The lighting infill is based on paper [Tricard et al., 2019]. Like the Arachne perimeter generator, we have ported the Lightning infill from Cura, thanks again for keeping Cura open source.
PrusaSlicer already had an infill with similar behavior called the Support cubic infill. However, the Lightning infill saves even more material. The following table compares the print time and filament consumption when printing the famous tree frog at a 400% scale.
|Print time [min]
|Filament total [g]
|Filament infill [g]
|Filament saved on ifill
|Support Cubic 15%
An FDM 3D printer consists of a motion system and an extrusion system. While the motion system loves to accelerate and decelerate smoothly to reduce vibrations, the extruder loves to extrude at a constant rate for the best extrusion consistency. That means, unfortunately, that the optimal conditions of the motion system and extruder are in conflict.
Bowden-style extruders are especially sensitive to pressure fluctuations, due to the slack in the Bowden tube, they are not able to reproduce rapid changes in extrusion rate reliably. The Pressure equalizer smooths sudden changes in speed between two features (e.g. between printing infill and perimeters) and reduces print artifacts caused by rapid extruder pressure fluctuations.
Before moving from a faster internal perimeter to a slower external perimeter, the pressure equalizer slows down gradually at the end of the internal perimeter to reach the extrusion rate of the external perimeter. Similarly, when moving from the external perimeter to the infill, the start of the infill is slowed down to the external perimeter speed and accelerated gradually.
The print on the right shows bulges on external perimeters due to excess extruder pressure on a Bowden-style printer, while the bulges are mitigated in the left print thanks to the pressure equalizer
Improved seam placement based on the visibility
Unless you’re printing in the Spiral vase mode, each perimeter loop has to start and end somewhere. Furthermore, the printer has to stop extruding for a brief moment when the print head moves up to the next layer. This start/endpoint creates a potentially visible vertical seam on the side of the object.
Starting with this version, the seam placement algorithm prefers regions that are not visible from the outside of the model at all or that are occluded from most directions. The new visibility algorithm is applied for seams set to Nearest or Aligned. In addition, when paint-on seams are used and ‘Aligned’ is set, the resulting seam line attempts to find a sharp corner in the painted area and snap to it, leading to smoother lines along the sharp edge. Previous versions did not detect the sharp edge in this scenario.

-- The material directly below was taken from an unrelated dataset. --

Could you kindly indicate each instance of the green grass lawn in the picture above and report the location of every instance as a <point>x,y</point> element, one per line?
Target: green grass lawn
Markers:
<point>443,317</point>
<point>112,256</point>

Also, the new algorithm strives to produce possibly long and smooth seams on smooth surfaces, while the old algorithm often produced disconnected random bits on such surfaces.
For multi-material or multi-part objects where a slice is split into multiple regions with each region having its own perimeter, the seams are newly hidden inside the object between the regions.
Other new features
- G-Code thumbnails can now be exported in JPG and QOI formats
- SLA hollowing is now up to 10x faster
- SLA time estimate is now more accurate for the Original Prusa SL1S Speed
- New and updated 3rd party printer profiles
The PrusaSlicer documentation has already been updated to reflect most of the changes in this release.
If you’d like to read the full list of changes, check the changelog of each version on our GitHub. We are focusing on shortening the development cycle, so you can enjoy new versions of PrusaSlicer more often. As a result, some new features didn’t make it into this release, because they were not ready in time, you will see them in the next version 2.6. As always, if you have any questions or suggestions for improvements, don’t hesitate to share them with us. Happy printing!